Was it the voice of the Lord, or merely my weariness of cold toes, that beckoned me to flee the frosty Colorado fortress this week?  Regardless, my soul cried out for yet another Breakfast on the Beach experience with my Jesus.  Gladly, I answered the call to meet Him on the shores of San Clemente.   It is always my delight to bask in the presence of the Lord.  My hungry heart is nourished once again.  His Word is washing over me as surely as the cool Southern California waves lap at my feet.  His unfailing love pours over me as the sun drenches me in bright beams all around.

 

Silence is broken only by steady rhythm of crashing waves and a repeating refrain of seagulls singing while dancing just above the waters.  It is God’s music to me in this moment and I picture Him dancing over me with JOY.  I am His Beloved.  He is passionate for me and He is calling me to dance with Him.  I rise to my feet, toes sinking into the sun baked sand.  We spin and sway to the melodic movement of the ocean’s song.  It is sublime.   seagulls

 

As glorious as this precious moment is, I am suddenly struck with the reality of what it means to pray without ceasing, to praise in ALL things.  Quietly, I begin to confess,

 

I do not need the ocean to begin to praise You, Lord.
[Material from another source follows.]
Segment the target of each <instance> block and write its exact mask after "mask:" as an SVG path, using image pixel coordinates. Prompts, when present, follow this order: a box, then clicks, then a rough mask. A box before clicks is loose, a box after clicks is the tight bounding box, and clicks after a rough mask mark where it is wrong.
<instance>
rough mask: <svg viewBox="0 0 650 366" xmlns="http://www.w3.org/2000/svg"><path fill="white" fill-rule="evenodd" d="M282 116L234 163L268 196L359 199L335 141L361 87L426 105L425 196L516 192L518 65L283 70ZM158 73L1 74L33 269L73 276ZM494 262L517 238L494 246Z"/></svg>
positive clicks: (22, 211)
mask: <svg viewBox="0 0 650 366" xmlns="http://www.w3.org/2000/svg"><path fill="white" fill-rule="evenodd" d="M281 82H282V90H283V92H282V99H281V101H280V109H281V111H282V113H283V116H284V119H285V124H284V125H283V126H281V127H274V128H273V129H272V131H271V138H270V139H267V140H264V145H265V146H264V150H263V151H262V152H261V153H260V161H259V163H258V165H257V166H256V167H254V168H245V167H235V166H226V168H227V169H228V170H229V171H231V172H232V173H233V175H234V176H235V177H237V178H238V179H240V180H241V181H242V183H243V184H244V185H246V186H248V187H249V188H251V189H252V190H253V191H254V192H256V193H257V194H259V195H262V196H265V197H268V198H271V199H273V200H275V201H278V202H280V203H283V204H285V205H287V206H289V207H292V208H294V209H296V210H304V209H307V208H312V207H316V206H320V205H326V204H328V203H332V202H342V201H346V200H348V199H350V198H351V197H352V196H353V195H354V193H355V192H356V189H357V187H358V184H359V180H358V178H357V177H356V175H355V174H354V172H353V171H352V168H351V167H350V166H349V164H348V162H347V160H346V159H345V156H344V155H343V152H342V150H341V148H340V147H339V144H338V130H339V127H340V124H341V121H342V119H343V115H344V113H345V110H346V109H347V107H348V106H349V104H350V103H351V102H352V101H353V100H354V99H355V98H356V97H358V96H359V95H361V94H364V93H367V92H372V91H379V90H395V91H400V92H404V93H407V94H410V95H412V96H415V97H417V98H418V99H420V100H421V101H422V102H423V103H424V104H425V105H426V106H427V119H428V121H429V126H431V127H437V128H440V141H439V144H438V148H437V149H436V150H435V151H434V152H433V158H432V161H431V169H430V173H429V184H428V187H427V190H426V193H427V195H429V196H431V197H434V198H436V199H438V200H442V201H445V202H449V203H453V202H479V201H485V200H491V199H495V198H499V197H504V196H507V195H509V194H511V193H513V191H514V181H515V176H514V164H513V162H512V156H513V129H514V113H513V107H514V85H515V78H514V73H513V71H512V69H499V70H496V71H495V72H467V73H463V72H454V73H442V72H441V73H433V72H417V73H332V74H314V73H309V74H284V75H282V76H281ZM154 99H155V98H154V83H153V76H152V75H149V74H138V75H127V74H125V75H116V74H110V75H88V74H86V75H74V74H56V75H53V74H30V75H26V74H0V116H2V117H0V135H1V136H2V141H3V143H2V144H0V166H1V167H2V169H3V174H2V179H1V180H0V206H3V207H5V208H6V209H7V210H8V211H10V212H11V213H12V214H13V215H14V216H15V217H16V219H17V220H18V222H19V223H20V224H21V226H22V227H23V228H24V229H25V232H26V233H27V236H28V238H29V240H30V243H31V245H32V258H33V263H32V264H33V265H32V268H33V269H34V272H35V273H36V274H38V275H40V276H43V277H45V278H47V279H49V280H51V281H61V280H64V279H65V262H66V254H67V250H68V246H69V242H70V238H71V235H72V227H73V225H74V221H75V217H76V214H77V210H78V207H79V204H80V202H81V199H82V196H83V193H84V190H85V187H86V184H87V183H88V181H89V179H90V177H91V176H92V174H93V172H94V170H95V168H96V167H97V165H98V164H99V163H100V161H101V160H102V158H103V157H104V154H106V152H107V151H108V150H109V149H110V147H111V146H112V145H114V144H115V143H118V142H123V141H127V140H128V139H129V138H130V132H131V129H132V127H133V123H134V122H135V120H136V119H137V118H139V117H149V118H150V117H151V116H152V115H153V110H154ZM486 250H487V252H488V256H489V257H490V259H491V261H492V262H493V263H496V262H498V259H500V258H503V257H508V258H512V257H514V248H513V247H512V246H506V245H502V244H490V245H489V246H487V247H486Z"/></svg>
I do not need a beach to come and dine.

I don’t require sunshine to rejoice in You.

I dare not wait to feel sand beneath my feet before we dance.

I am created for worship, no matter where I am or what’s happening in my life.

I am created for worship and YOU alone are worthy.

 

“Where shall I go from thy Spirit? Or where shall I flee from thy presence?…If I take the wings of the morning and dwell in the uttermost parts of the sea, YOU are there…” Psm 139: 7 & 9

His unfailing love envelopes me in all places.  His presence never leaves me.  In the blistery cold of Colorado.  In the radiant beams of the California sunshine.  In the stuffy small aircraft floating above the firmament between the two, God is WITH ME.  He is Immanuel, “God with us”.

 

It’s easy to feel Him with me in the sunshine.  Certainly He is here on the beach.  But also he is near in the darkness, in the quiet, in the shadows.  In the busy places…the airports, the office, the laundry room…God is near.  On the go…in traffic, on the runway, in the subway…God is near.  In the uncertainty of a doctor’s office or the unemployment line, God is with me.  In the stillness of a prayer closet, He is there.  Ever present, He never leaves me.

 

 For years I have read the Scripture, “Be still and know that I am God.”  Psm. 46:10 It’s been the very reason I make it a regular practice to get away for personal retreats alone with my Lord…so I can be still.  Somehow in my mind I conjured up this image that by coming away to time alone with Jesus, He will find me and begin to speak.  But that is a false image made obvious to me as I meditate on the next verse… “The Lord of hosts is with us,” {46:11}.  Jesus does not need to find me because He never leaves me…the Lord of Hosts is with me!  And He never stops speaking.  It is I who must be still long enough to realize that He is speaking, to listen to what He is saying.  And it is in the listening that I learn anew what His purpose is for my life…

 

He is calling me to an awareness of His Holy presence that I, being mindful of His constancy, may worship him wherever life finds me. 

 

“Great is the Lord and greatly to be praised; he is also to be feared among all gods.  Glory and honor are in his presence, strength and gladness are in his place…give unto the Lord the glory due his name.  Bring an offering and come before him.  Worship the Lord in the beauty of holiness.”  I Chronicles 16: 25, 27, 29

 

I am a musical instrument to be played in the presence of the Most Holy God, where music and dancing never cease.  To worship Him is the answer to the age old question “why am I here?”  It is the essence of who I am.